Columnist

New business finance: an overview

Despite government initiatives and financial protection recently put in place, high street banks are still fairly reluctant to lend money to young businesses; which is a great shame and could well be hindering any economic recovery.

Business finances at the very beginning

There are many valid reasons for needing a business loan, especially during its embryonic stages. Business development is not just very complicated, time consuming and sometimes frustrating – it can be remarkably expensive. Securing patents, building a brand image, marketing that image and the initial stages of implementing services or products are the biggest and most difficult periods for any business.

It is often said that the first two years either make or break a business but like any genuine over-used cliché, there is more than just a grain of truth in it. Even once the business is up and running it often takes time, sometimes years, to establish a wide enough customer base to push the company up into the realms of being profit making.

It is often at this stage of development that a young business will need even a short-term cash injection most.

Obtaining financial aid

When trying to source a loan for a young business it is common for the entrepreneur to have to put their home up as collateral. Some people, especially those with young families, are understandably reluctant to do that whilst other people might still be in a position whereby they are living in rented accommodation. Other people might have already placed their home up as collateral on a loan already.

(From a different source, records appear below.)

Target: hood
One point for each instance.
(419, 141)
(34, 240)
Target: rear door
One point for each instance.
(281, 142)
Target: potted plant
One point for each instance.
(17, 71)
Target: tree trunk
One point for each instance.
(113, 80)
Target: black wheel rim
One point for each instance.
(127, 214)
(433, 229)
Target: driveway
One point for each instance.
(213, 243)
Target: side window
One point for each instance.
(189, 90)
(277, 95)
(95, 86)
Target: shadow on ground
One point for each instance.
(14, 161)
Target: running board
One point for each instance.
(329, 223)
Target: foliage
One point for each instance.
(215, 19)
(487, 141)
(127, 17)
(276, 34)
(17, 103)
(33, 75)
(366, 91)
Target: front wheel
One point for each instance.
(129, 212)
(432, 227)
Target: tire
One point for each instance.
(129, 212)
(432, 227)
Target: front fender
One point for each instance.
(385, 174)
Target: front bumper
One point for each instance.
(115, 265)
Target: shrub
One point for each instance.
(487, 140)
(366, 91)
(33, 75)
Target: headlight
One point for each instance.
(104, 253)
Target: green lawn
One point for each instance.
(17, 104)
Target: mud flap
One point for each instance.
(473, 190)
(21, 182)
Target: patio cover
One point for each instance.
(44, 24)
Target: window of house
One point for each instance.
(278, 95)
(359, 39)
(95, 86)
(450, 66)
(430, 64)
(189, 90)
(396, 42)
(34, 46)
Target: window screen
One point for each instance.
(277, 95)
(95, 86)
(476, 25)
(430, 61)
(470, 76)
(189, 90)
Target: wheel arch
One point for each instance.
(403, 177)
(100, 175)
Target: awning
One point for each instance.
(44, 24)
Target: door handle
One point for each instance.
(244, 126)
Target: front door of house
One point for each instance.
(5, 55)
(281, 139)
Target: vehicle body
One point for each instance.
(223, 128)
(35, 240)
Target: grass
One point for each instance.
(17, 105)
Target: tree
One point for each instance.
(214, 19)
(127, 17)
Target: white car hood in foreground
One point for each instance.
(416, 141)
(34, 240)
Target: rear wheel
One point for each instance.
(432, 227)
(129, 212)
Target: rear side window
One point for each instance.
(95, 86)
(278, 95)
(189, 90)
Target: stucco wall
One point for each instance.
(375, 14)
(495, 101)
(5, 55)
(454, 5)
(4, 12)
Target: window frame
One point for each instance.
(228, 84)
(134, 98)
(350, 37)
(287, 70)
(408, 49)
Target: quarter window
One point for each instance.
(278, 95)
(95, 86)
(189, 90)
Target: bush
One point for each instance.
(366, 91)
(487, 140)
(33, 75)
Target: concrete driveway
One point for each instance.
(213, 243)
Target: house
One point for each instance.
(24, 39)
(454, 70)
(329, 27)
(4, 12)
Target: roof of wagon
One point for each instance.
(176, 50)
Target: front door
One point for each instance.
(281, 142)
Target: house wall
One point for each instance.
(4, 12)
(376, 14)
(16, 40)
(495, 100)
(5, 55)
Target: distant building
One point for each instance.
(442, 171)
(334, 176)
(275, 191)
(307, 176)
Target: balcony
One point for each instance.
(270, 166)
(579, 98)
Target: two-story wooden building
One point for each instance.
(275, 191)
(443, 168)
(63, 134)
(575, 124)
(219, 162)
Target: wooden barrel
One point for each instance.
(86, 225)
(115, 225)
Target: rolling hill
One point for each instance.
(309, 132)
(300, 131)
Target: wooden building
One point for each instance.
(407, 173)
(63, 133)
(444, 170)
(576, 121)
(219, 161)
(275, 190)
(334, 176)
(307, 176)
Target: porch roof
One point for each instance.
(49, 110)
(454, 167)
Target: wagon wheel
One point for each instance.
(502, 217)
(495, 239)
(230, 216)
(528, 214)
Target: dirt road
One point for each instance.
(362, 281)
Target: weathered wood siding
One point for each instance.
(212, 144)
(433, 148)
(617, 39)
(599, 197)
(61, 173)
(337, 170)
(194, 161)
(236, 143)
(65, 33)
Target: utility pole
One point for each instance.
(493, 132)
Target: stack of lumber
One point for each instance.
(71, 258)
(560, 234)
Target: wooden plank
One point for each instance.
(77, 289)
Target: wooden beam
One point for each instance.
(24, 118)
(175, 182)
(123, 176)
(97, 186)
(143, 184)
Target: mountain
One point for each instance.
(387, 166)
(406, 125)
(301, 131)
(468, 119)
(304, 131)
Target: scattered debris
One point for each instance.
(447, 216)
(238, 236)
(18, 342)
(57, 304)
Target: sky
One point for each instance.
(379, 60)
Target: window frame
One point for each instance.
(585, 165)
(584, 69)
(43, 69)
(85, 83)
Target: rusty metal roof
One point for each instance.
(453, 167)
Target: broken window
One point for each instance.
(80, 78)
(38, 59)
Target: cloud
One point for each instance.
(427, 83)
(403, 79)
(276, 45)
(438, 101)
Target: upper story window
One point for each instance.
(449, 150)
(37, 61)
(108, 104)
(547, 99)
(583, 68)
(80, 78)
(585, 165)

Lender Escrow is a good way of providing collateral by the way of securing a loan against intellectual property. Parting with any intellectual property under any circumstance can be a nail biting experience, as it is essentially the very beating heart of your business.

However, M&A Escrow provides a great way not just of assessing the value of your intellectual property but of safeguarding it against misuse or exploitation when it is necessary for that information to be held outside of your company’s location. Un-nerving though it might initially sound, providing a third party with your most highly prized and confidential company secrets, when done properly with the correct procedures in place, is not as perilous as it might sound.

Many companies for the sake of their intranet, website or functional business software will employ an outside company to develop software for them. This invariably involves information that is commercially sensitive and must not get into the wrong hands. Software Escrow provides that security by putting in place end user agreements that in the event of the third party going into liquidation, or simply disappearing keeps all of your business’ information safe. This is one of the easiest ways to obtain aid with factors which affect business finances but is not always given the attention it deserves.